Mass production and use of antibiotics has last for more than 70 years, greatly promoting the human health and agricultural production. However, previously using antibiotics largely and improperly may result in the spread of antibiotic resistance. Therefore, in 2001, world health organization(WTO) had regarded antibiotic resistance genes (ARGs) as one of the most challenging threat to human health of the 21st century and made strategic deployment to control ARGs on a global scale. In 2015, WHO put forward again to be careful use of antibiotics (Antibiotics: Handle With Care). The past several decades studies have shown that overuse of antibiotics in agriculture and breeding industry has led to the increase of bacteria ARGs. The rapid emergence and spread of ARGs greatly influenced the therapeutic effect of antibiotics and threatened to human health seriously.

Intensive livestock farming and municipal wastewater treatment system are the major two sources of contaminate of ARGs. In animal industry, the use of antibiotics has greatly stimulated the development of resistance genes. There contain abundant resistance genes in gut and feces of animals. Meanwhile, municipal wastewater gathers all kinds of wastewater in medicine, industry, agriculture, etc. However, most ARGs cannot be effectively removed by wastewater treatment processes. The vast majority of ARGs are discharged together with sewage sludge. Recycling agricultural use of animal manure and sewage sludge are the important way for urban sustainable biogeochemical controlling. However, untreating or processing substandard animal manure and adding sewage sludge directly will no doubt lead to the spread of resistance genes in the soil and eventually pose a threat to human health and the chainof food.

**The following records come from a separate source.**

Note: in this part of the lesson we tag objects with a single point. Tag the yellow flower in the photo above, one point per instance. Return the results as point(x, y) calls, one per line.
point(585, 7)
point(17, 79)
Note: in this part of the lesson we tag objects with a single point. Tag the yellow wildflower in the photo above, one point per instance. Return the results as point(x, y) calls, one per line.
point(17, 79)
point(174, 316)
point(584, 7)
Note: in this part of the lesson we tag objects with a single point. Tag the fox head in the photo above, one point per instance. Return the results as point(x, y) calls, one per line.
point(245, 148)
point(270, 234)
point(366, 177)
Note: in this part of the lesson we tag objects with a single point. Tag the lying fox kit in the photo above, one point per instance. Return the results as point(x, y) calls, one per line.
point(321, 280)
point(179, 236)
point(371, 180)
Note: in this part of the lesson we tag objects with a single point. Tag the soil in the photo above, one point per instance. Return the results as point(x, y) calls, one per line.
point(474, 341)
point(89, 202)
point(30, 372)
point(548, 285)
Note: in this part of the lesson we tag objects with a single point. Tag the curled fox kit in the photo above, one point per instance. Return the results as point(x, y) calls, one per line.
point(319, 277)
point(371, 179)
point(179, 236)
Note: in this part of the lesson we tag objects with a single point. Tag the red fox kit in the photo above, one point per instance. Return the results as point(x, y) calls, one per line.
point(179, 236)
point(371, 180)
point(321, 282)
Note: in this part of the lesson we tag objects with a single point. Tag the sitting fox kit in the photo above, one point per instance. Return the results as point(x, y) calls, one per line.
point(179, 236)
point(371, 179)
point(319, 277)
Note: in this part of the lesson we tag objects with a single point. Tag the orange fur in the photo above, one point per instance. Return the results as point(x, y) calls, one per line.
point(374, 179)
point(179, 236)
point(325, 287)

Although the results of previous studies have reflected that sewage sludge and animal manure as organic fertilizer may result in accumulation of resistance genes in soil, systematical studies are still scarce. On one hand, due to conventional quantitative PCR applied in most studies only aim at several or a dozen resistance genes so as not to response distribution of resistance gene in the soil comprehensively. On the other hand, most of the previous studies rested on laboratory and field experiments. A long-term trial can provide more direct data. In current, this kind of studies are still lacking.

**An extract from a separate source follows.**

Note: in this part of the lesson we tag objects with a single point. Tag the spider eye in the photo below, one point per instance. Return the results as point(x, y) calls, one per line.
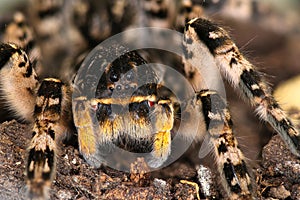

Urban soil and biogeochemistry research group(Yongguan Zhu’s research team), Institute of Urban Environment, Chinese Academy of Sciences, gained insights into the effects of long-term application of sewage sludge and manure on the abundance and diversity of ARGs in soil by using highthroughput sequencing and high-throughput quantitative PCR (HT-qPCR). Compared with conventional quantitative PCR, HT-qPCR can process more than 5000 nanowell reactions per run, and quantitatively analyse of a variety of resistance genes at the same time. In this study, a total of 296 primer sets were used targeting almost all major classes of ARGs and mobile genetic elements (MGEs). In addition, of microbial community shifts was analysed by using Illumina sequencing. The results proved that genes conferring resistance to beta-lactams, tetracyclines, and multiple drugs were dominant in soil; the long-term application of sewage sludge and chicken manure significantly increased the abundance and diversity of ARGs (P< 0.05) in the soil.the maximum enrichment of a unique ARG was up to 3845 fold (mexF). The enrichment of MGEs suggested that the application of sewage sludge or manure may accelerate the dissemination of ARGs in soil through horizontal gene transfer (HGT). Mantel test and variation partitioning analysis (VPA) suggested that bacterial community shifts, is the major driver affecting the abundance and diversity of the antibiotic resistome. Moreover, some microbial taxa were revealed to be potential indicators and hosts of ARGs by network analysis. These results provide solid evidence for evaluating potential risk of pollution of antibiotic resistance genes led by urbanization and intensive agricultural activities, which may provide reference for recycling and safely using.animal manure and sewage sludge in our country.

The results of the study were published in Environment International上(Qinglin Chen, Xinli An, Hu Li, Jianqiang Su, Yibing Ma, Yong-Guan Zhu. Long-term field application of sewage sludge increases the abundance of antibiotic resistance genes in soil) on March 21, 2016.

Full text URL: http://www.sciencedirect.com/science/article/pii/S0160412016301064 doi:10.1016/j.envint.2016.03.026

This work was supported by the National Natural Science Foundation of China and the Strategic Priority Research Program of Chinese Academy of Sciences.

The network analysis revealing the co-occurrence patterns between ARG subtypes and microbial taxa.

The network analysis revealing the co-occurrence patterns among ARG subtypes.

Redundancy analysis (RDA) of the quantitative correlation between microbial taxa (N1% in any sample) and ARGs (A) and variation partitioning analysis (VPA) differentiating effects of bacterial community, environmental factors and mobile genetic elements (MGEs) on the resistome alteration (B).